Propos recueillis par Isabelle Auzias (Tribune Côte d’Azur) Un colloque Israël – France (Région Auvergne Rhône-Alpes) en webinaire sur des thématiques liées à l’environnement et l’économie circulaire, l’intelligence artificielle et l’économie numérique et la biotechnologie. « Rebondir après la crise ». Comment rétablir les partenariats entre Israël et la région Auvergne Rhône-Alpes. Organisé par la Chambre de Commerce France-Israël Auvergne Rhône-Alpes. En partenariat avec la Région et l’Agence Auvergne Rhône-Alpes Entreprises et la Chambre de Commerce et d’Industrie Israël-France. Communiqué : « Depuis le début de l’année 2020 avec l’apparition d’une pandémie mondiale qui a été la cause d’un dérèglement économique et social sans précèdent qui a aussi impacté nos relations internationales, notamment avec Israël, nous pensons que nous devons, aujourd’hui, envisager et analyser les conditions d’une possible reprise dans les prochains mois.

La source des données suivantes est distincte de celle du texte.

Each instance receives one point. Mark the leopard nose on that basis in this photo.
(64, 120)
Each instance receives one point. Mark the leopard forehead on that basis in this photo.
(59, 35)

D’autre part, une nouvelle situation s’impose au Moyen-Orient avec « Les Accords d’Abraham » signés par Israël et un grand nombre de ses voisins immédiats, ce qui pourrait avoir une grande influence dans nos échanges d’expertises avec Israël dans de nombreux domaines communs (digital, agriculture, environnement, R&D, biotechnologies etc..) Le thème du colloque : « Rebondir après la crise sanitaire », Comment rétablir les partenariats économiques entre la région Auvergne Rhône-Alpes et Israël. Ce colloque a lieu ce jeudi 18 mars 2021 de 10h00 a 17h00 (French time). En webinaire. Il est organisé par la Chambre de Commerce France-Israël Auvergne Rhône-Alpes, en collaboration avec la Région , Team France Export et l’Agence Auvergne Rhône-Alpes Entreprises, la Chambre de Commerce et d’Industrie Israël-France a Tel-Aviv et avec le concours du département économique de l’ambassade d’Israël en France. Il s’adresse a tout public intéressé par la découverte du marché Israélien et au potentiel d’opportunités existant avec la Région Auvergne Rhône-Alpes. Notamment: Les entreprises des secteurs concernés, starts up, pôles de compétitivité, économistes, universitaires, fédérations professionnelles, responsables institutionnels, élus.